Progress on Brexit and on the U.S – China trade talks supported yields mid-week.
Freddie Mac Rates
The weekly average rates for new mortgages as of 10th October were quoted by Freddie Mac to be:
- 30-year fixed rates decreased by 8 basis points to 3.57% in the week. Rates were down from 4.90% from a year ago. The average fee remained steady at 0.6 points.
- 15-year fixed rates fell by 9 basis points to 3.05% in the week. Rates were down from 4.29% from a year ago. The average fee held steady at 0.5 points.
- 5-year fixed rates slipped by 3 basis points to 3.35% in the week. Rates were down by 72 basis points from last year’s 4.07%. The average fee decreased from 0.4 points to 0.3 points.
According to Freddie Mac, a 50-year low unemployment rate together with low mortgage rates led to an increase in homebuyer demand in the year.
Freddie Mac also noted that much of the strength comes from entry-level buyers. First-time homebuyer share of the loans Freddie Mac purchased in 2019 stood at 46%, a 2-decade high.
Mortgage Bankers’ Association Rates
For the week ending 4th October, rates were quoted to be:
- Average interest rates for 30-year fixed, backed by the FHA, decreased from 3.79% to 3.75%. Points increased from 0.23 to 0.29 (incl. origination fee) for 80% LTV loans.
- Average interest rates for 30-year fixed with conforming loan balances fell from 3.99% to 3.90%. Points fell from 0.38 to 0.37 (incl. origination fee) for 80% LTV loans.
- Average 30-year rates for jumbo loan balances decreased from 3.98% to 3.90%. Points remained unchanged at 0.28 (incl. origination fee) for 80% LTV loans.
Weekly figures released by the Mortgage Bankers Association showed that the Market Composite Index, which is a measure of mortgage loan application volume, increased by 5.2% in the week ending 4th October.
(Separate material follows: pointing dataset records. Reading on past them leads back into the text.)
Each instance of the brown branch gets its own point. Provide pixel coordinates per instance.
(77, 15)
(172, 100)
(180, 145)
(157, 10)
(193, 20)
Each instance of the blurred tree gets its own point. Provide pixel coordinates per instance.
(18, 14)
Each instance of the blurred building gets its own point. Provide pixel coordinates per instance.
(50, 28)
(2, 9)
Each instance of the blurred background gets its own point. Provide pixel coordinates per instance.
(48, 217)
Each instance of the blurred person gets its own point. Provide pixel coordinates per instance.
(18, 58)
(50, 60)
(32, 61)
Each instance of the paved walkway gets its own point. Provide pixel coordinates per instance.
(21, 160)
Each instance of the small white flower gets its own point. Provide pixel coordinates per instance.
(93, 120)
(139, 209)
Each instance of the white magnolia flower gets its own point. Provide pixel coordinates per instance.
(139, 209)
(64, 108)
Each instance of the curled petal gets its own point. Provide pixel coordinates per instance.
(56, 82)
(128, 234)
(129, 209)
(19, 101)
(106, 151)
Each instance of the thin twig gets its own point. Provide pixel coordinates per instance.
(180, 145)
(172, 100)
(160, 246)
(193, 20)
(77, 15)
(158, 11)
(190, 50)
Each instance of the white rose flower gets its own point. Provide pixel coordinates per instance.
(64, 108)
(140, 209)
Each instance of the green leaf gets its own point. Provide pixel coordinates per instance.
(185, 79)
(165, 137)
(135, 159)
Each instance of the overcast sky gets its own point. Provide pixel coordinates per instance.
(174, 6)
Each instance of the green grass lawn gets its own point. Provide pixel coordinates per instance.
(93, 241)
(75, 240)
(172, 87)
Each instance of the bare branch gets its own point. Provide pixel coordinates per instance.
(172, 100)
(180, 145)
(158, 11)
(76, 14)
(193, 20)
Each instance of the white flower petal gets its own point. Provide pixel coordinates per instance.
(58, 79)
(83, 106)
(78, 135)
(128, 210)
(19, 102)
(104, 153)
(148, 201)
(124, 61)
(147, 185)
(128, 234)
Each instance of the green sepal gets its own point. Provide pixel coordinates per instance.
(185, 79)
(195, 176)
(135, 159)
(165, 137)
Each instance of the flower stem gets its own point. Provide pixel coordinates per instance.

In the week ending 27th September, the Market Composite Index had risen by 8.1%.
The Refinance Index increased by 10% in the week ending 4th October, leaving the index up by 163% from the previous year. The Index had jumped by 14% in the week ending 27th September.
The share of refinance mortgage activity increased from 58.0% to 60.4%, following on from a rise from 54.9% to 58.0% in the week prior.
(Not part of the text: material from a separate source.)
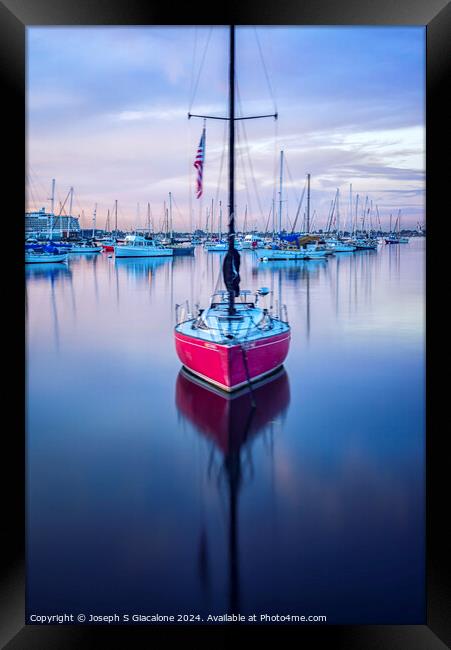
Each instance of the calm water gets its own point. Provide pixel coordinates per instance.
(150, 494)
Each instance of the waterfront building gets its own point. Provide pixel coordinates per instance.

According to the MBA, yields fell sharply in the week as a result of weaker service sector data that raised yet more red flags. In September, weakness in private sector growth was no longer confined to the manufacturing sector. The surveys revealed that service sector growth was also beginning to wane.
A resulting flight to safety led to a drop in mortgage rates across the board, leaving 30-year fixed rates at their lowest level in a month.
For the week ahead
It’s a busier week on the economic data front.
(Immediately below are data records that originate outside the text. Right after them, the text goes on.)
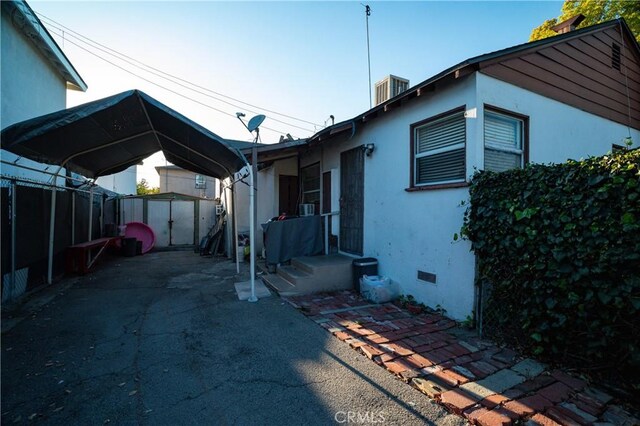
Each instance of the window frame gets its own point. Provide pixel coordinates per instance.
(304, 191)
(413, 185)
(524, 151)
(200, 183)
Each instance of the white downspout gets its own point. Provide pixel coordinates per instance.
(52, 219)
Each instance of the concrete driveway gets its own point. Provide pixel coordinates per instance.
(162, 339)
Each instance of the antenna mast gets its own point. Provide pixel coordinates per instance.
(367, 14)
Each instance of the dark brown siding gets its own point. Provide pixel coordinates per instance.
(579, 73)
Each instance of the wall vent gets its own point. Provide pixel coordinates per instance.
(427, 276)
(615, 56)
(389, 87)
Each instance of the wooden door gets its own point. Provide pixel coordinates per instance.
(351, 200)
(288, 195)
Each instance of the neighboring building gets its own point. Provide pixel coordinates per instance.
(35, 76)
(399, 172)
(181, 181)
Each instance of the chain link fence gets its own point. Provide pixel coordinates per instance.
(25, 225)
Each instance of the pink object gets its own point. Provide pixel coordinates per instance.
(141, 232)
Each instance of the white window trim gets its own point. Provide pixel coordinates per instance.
(417, 156)
(495, 147)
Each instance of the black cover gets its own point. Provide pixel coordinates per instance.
(286, 239)
(111, 134)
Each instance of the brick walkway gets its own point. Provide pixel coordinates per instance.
(473, 378)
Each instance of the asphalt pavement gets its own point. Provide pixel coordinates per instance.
(162, 339)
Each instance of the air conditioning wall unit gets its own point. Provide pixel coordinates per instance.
(389, 87)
Economic data includes NY and Philly manufacturing figures on Tuesday and Thursday and retail sales figures on Wednesday.
From the housing sector, building approvals and housing starts are also due out.
While we can expect the stats to influence, geopolitics will continue to be in focus. Progress on trade talks between the U.S and China and Brexit would support yields, which could lead to a pickup in rates.
The stats would need to support, however, with retails sales and the Philly FED Manufacturing Index the key drivers.
From elsewhere, trade data out of China will also impact yields at the start of the week.